KOFLER: Exatamente, mas esses problemas não são diferentes na filosofia
tradicional? O que se poderia aceitar neste ponto, aparece no campo
humano-social como algo inteiramente diferente, isto é, como
antropologia. Por exemplo, o conceito de teleologia: se fizermos desse
conceito uma filosofia para um terreno no qual ela nos conduz a
problemas aparentes e provoca soluções aparentes.
LUKÁCS: Hoje
há, naturalmente, uma tendência muito forte para reduzir esta questão ao
campo antropológico. Mas esta redução exclui todo o passado da
natureza, exclui o fato de que certos fenômenos, mesmo nos homens,
provêm unicamente das leis necessárias do mundo inorgânico. Uma vez, um
homem cheio de espírito fez-me notar um fato interessante, isto é, que
não existe um único ser vivo no qual os órgãos do movimento tenha número
ímpar. Números ímpares apresentam-se em nós: temos um nariz e uma boca.

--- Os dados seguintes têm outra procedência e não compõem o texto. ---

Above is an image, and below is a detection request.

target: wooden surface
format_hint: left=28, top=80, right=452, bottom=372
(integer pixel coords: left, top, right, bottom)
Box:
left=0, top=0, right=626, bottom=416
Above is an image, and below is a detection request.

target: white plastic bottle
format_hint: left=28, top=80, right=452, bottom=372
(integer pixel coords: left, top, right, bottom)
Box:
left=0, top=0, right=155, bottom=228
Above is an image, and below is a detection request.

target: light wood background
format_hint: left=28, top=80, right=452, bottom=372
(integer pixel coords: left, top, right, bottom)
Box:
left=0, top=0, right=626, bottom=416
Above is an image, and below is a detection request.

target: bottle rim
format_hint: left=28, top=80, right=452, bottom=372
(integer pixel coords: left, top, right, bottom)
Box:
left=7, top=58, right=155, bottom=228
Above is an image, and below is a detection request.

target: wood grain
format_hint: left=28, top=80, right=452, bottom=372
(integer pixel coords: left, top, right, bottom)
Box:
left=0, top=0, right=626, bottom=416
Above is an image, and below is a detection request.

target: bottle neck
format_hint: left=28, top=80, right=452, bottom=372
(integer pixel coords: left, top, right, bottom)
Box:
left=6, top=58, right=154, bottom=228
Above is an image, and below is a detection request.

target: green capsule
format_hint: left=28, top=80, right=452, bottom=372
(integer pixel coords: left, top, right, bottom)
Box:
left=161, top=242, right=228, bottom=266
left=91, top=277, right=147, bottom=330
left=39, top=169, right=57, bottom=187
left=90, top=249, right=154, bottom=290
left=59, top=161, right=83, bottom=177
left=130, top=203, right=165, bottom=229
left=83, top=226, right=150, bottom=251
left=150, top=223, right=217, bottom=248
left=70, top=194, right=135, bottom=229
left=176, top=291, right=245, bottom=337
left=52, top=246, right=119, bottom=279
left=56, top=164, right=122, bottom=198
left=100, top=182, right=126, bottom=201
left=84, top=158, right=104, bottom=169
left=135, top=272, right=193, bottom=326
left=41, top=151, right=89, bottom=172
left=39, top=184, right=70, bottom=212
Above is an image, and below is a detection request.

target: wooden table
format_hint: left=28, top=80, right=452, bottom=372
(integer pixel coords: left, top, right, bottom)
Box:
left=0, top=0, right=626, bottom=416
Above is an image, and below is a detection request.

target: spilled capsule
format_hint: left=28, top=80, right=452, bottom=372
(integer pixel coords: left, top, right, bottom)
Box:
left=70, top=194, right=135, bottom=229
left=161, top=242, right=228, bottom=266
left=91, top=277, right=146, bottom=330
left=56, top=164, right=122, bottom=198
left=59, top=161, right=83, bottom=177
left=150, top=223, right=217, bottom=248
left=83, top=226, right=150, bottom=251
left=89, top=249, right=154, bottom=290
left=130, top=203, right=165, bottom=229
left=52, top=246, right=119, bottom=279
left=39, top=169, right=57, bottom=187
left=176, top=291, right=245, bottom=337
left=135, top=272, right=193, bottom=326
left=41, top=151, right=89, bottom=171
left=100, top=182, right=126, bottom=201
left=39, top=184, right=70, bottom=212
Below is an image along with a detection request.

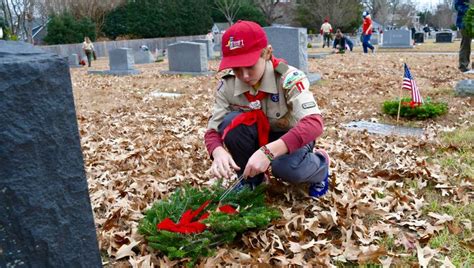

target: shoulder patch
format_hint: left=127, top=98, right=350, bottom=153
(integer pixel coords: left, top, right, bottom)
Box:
left=221, top=70, right=234, bottom=79
left=275, top=62, right=289, bottom=75
left=216, top=79, right=224, bottom=91
left=301, top=101, right=316, bottom=109
left=283, top=69, right=306, bottom=91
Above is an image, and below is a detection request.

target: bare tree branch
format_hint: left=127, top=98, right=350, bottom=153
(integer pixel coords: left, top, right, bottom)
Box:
left=214, top=0, right=242, bottom=25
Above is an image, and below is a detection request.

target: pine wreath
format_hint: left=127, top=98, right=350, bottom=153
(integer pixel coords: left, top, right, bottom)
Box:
left=138, top=185, right=280, bottom=265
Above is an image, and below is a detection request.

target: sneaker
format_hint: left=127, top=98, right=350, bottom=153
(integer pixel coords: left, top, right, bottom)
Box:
left=308, top=149, right=331, bottom=198
left=308, top=172, right=329, bottom=198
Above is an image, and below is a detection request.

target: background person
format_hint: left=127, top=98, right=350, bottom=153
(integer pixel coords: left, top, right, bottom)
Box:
left=332, top=29, right=354, bottom=53
left=362, top=11, right=375, bottom=53
left=82, top=36, right=94, bottom=67
left=454, top=0, right=472, bottom=72
left=320, top=19, right=332, bottom=48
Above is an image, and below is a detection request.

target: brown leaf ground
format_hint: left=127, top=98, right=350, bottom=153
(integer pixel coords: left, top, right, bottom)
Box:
left=71, top=43, right=474, bottom=267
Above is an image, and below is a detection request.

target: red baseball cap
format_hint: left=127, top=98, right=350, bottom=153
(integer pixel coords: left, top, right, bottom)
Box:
left=219, top=20, right=268, bottom=71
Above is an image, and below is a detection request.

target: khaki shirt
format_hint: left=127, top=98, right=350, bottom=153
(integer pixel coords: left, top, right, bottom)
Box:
left=321, top=22, right=332, bottom=33
left=208, top=61, right=321, bottom=131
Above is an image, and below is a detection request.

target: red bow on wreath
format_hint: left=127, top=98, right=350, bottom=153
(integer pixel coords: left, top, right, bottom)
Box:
left=156, top=200, right=237, bottom=234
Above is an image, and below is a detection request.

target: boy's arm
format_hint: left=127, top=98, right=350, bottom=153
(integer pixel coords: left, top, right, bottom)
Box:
left=281, top=69, right=324, bottom=153
left=204, top=80, right=230, bottom=157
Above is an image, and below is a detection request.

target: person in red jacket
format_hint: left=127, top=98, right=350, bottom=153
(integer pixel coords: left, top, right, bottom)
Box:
left=204, top=21, right=329, bottom=197
left=320, top=19, right=332, bottom=48
left=362, top=11, right=375, bottom=53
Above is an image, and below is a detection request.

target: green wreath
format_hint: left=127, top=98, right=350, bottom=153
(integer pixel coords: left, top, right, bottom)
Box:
left=138, top=185, right=280, bottom=266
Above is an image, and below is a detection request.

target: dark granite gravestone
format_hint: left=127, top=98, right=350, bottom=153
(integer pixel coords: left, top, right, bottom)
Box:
left=68, top=54, right=81, bottom=67
left=436, top=32, right=453, bottom=43
left=264, top=26, right=321, bottom=84
left=345, top=121, right=424, bottom=137
left=415, top=32, right=425, bottom=44
left=454, top=79, right=474, bottom=97
left=88, top=47, right=140, bottom=76
left=0, top=41, right=102, bottom=268
left=380, top=30, right=413, bottom=48
left=161, top=42, right=213, bottom=75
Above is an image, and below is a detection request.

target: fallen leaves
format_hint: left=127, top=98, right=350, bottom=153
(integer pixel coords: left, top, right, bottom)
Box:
left=72, top=53, right=474, bottom=268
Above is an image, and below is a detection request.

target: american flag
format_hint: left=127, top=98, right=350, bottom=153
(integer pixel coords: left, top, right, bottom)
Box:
left=402, top=63, right=423, bottom=104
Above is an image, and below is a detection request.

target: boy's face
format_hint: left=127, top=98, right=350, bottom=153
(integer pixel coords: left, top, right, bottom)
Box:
left=232, top=57, right=265, bottom=86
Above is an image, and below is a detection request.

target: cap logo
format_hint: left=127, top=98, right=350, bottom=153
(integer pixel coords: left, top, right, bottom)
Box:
left=226, top=36, right=244, bottom=50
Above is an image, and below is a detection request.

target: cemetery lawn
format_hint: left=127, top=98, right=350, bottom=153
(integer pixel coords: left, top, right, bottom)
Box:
left=71, top=51, right=474, bottom=267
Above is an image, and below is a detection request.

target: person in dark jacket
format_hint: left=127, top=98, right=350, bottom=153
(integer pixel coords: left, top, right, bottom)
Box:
left=454, top=0, right=472, bottom=72
left=332, top=29, right=354, bottom=53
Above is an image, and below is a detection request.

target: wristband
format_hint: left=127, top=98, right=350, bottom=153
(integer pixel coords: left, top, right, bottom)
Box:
left=259, top=145, right=275, bottom=162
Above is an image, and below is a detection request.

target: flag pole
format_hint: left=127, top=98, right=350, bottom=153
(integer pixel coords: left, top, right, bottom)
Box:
left=397, top=63, right=406, bottom=125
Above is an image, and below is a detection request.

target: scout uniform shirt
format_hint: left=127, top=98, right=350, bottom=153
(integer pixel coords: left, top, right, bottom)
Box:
left=208, top=60, right=321, bottom=131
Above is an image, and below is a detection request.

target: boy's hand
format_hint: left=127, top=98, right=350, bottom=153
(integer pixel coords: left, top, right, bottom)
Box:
left=244, top=150, right=270, bottom=178
left=211, top=147, right=240, bottom=179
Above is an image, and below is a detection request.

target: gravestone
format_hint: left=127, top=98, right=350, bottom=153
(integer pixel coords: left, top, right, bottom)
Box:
left=415, top=32, right=425, bottom=44
left=88, top=47, right=140, bottom=76
left=150, top=91, right=183, bottom=99
left=161, top=41, right=213, bottom=75
left=344, top=121, right=424, bottom=137
left=133, top=50, right=155, bottom=64
left=68, top=54, right=81, bottom=68
left=454, top=79, right=474, bottom=97
left=193, top=39, right=214, bottom=60
left=380, top=30, right=413, bottom=48
left=436, top=32, right=453, bottom=43
left=264, top=26, right=321, bottom=84
left=0, top=41, right=102, bottom=268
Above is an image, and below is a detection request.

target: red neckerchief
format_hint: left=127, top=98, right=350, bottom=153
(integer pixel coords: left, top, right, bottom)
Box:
left=222, top=56, right=285, bottom=146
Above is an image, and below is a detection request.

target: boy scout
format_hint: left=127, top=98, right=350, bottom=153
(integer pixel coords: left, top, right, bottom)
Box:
left=205, top=21, right=329, bottom=197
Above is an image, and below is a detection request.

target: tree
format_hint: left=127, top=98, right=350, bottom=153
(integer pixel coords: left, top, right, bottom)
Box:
left=429, top=0, right=456, bottom=29
left=104, top=0, right=212, bottom=39
left=214, top=0, right=244, bottom=25
left=44, top=13, right=96, bottom=45
left=0, top=0, right=36, bottom=43
left=296, top=0, right=363, bottom=32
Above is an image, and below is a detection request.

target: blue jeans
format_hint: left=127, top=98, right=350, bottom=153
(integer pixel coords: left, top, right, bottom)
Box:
left=362, top=34, right=374, bottom=53
left=218, top=112, right=328, bottom=185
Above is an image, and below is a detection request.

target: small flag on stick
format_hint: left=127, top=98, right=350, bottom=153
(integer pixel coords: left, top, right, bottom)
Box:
left=397, top=63, right=423, bottom=123
left=402, top=63, right=423, bottom=106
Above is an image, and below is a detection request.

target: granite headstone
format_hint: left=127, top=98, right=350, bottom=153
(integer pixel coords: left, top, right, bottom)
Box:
left=380, top=30, right=413, bottom=48
left=415, top=32, right=425, bottom=44
left=436, top=32, right=454, bottom=43
left=162, top=42, right=213, bottom=75
left=133, top=50, right=155, bottom=64
left=193, top=39, right=214, bottom=60
left=0, top=41, right=102, bottom=268
left=454, top=79, right=474, bottom=97
left=88, top=47, right=140, bottom=76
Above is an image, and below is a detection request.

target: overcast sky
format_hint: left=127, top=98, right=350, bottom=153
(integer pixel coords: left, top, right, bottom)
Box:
left=413, top=0, right=442, bottom=10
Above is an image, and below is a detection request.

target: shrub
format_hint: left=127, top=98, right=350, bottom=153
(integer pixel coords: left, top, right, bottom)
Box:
left=382, top=98, right=448, bottom=120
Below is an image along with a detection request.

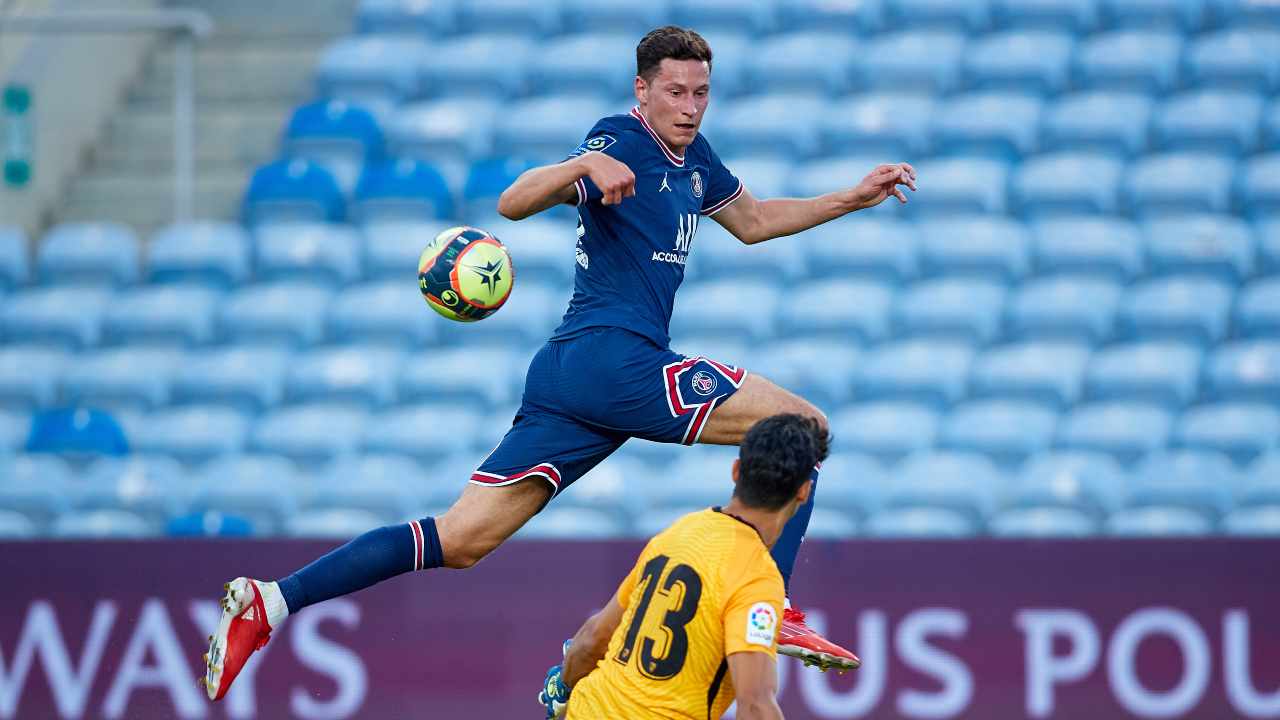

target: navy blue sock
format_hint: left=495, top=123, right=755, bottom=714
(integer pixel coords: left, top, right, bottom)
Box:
left=773, top=468, right=818, bottom=596
left=279, top=518, right=444, bottom=614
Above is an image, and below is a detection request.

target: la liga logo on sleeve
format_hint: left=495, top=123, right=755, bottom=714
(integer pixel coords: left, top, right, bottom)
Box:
left=746, top=602, right=778, bottom=647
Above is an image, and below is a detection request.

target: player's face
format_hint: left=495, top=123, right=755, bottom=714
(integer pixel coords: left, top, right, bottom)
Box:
left=636, top=58, right=710, bottom=150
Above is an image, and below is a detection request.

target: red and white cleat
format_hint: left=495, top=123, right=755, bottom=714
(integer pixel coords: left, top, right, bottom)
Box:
left=778, top=607, right=863, bottom=674
left=205, top=578, right=271, bottom=700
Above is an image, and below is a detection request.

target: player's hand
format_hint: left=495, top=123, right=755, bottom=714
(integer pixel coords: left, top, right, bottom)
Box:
left=850, top=163, right=915, bottom=210
left=577, top=152, right=636, bottom=205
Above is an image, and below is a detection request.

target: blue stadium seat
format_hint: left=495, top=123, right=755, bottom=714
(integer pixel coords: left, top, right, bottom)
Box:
left=1143, top=215, right=1253, bottom=284
left=1032, top=218, right=1143, bottom=282
left=328, top=278, right=436, bottom=347
left=170, top=346, right=289, bottom=413
left=250, top=402, right=370, bottom=464
left=671, top=281, right=782, bottom=341
left=854, top=340, right=973, bottom=405
left=1101, top=0, right=1207, bottom=31
left=887, top=451, right=1005, bottom=523
left=283, top=507, right=386, bottom=541
left=805, top=213, right=916, bottom=283
left=0, top=225, right=31, bottom=290
left=284, top=347, right=403, bottom=407
left=63, top=346, right=183, bottom=410
left=1204, top=340, right=1280, bottom=402
left=920, top=91, right=1043, bottom=158
left=1240, top=151, right=1280, bottom=218
left=1128, top=152, right=1235, bottom=215
left=221, top=282, right=333, bottom=346
left=988, top=506, right=1098, bottom=539
left=76, top=455, right=189, bottom=532
left=351, top=158, right=453, bottom=223
left=671, top=0, right=776, bottom=34
left=316, top=35, right=430, bottom=117
left=855, top=31, right=965, bottom=94
left=1119, top=275, right=1231, bottom=346
left=36, top=223, right=141, bottom=287
left=0, top=455, right=74, bottom=528
left=831, top=401, right=941, bottom=462
left=1174, top=401, right=1280, bottom=465
left=1041, top=92, right=1153, bottom=156
left=1007, top=275, right=1120, bottom=343
left=703, top=92, right=826, bottom=159
left=1106, top=506, right=1213, bottom=538
left=387, top=96, right=499, bottom=163
left=102, top=284, right=221, bottom=346
left=742, top=29, right=858, bottom=96
left=1012, top=152, right=1124, bottom=217
left=1057, top=402, right=1172, bottom=464
left=241, top=159, right=347, bottom=225
left=132, top=405, right=250, bottom=462
left=419, top=32, right=535, bottom=99
left=747, top=338, right=859, bottom=407
left=1185, top=27, right=1280, bottom=92
left=1153, top=90, right=1262, bottom=155
left=991, top=0, right=1098, bottom=35
left=969, top=342, right=1089, bottom=410
left=458, top=0, right=561, bottom=35
left=1075, top=29, right=1183, bottom=94
left=1235, top=278, right=1280, bottom=337
left=356, top=0, right=454, bottom=36
left=0, top=342, right=72, bottom=409
left=253, top=223, right=360, bottom=284
left=884, top=0, right=991, bottom=32
left=363, top=404, right=488, bottom=464
left=288, top=100, right=385, bottom=196
left=916, top=215, right=1030, bottom=283
left=940, top=400, right=1057, bottom=468
left=1222, top=505, right=1280, bottom=538
left=494, top=94, right=612, bottom=160
left=147, top=222, right=250, bottom=288
left=1126, top=450, right=1239, bottom=521
left=964, top=31, right=1075, bottom=95
left=819, top=92, right=937, bottom=157
left=863, top=507, right=978, bottom=539
left=893, top=277, right=1005, bottom=345
left=1006, top=451, right=1128, bottom=518
left=524, top=33, right=636, bottom=97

Mas temos dois pés, e o senhor não poderá citar um único ser vivo que
tenha três ou cinco pés; terá dois, quatro, oito, dez pés etc.. o que
depende simplesmente das leis físicas do movimento, que são realizadas
deste modo nos seres vivos. Posso chamar a isso de antropologia? Acho
que talvez seja uma ampliação um tanto abusiva. Creio que a acentuação
da antropologia derive de uma orientação que acho justa e progressista;
ou seja, os homens chegaram a pôr em dúvida a chamada ciência
psicológica. A psicologia isolou certos modos de expressão do homem e
por isso não percebeu que todo modo de expressão do homem é o resultado
de uma dupla causalidade: por um lado, é condicionado pela constituição
fisiológica do homem e pela ação das forças fisiológicas; por outro
lado, é condicionado pela reação aos acontecimentos sociais. Na
psicologia prevalece uma expressão unitária. Se eu, por exemplo, digo
que um perfume não me agrada, isso já não é mais um fato meramente
fisiológico, porque o senhor sabe o quanto os perfumes dependem da moda,
e sabe que o modo pelo qual os homens reagem aos perfumes é um fato
social. Este talvez não seja um bom exemplo. Mas com ele desejo mostrar
que não há uma só das chamadas reações psicológicas que não seja
simultânea e inseparavelmente fisiológica e social. Não quero, com isso,
negar que se tenha formado, com o tempo, uma ciência antropológica
concentrada sobre ações recíprocas destas duas componentes. Mas é ilusão
pensar que com isto se resolvam problemas essenciais do desenvolvimento
social, porque o desenvolvimento social se realiza (se bem que esteja
ligado aos homens) sobre a base de uma específica normatividade
econômica. Tenho muita curiosidade em ver de que modo, para voltar a um
exemplo anterior, poder-se ia deduzir antropologicamente o aumento da
taxa de lucro.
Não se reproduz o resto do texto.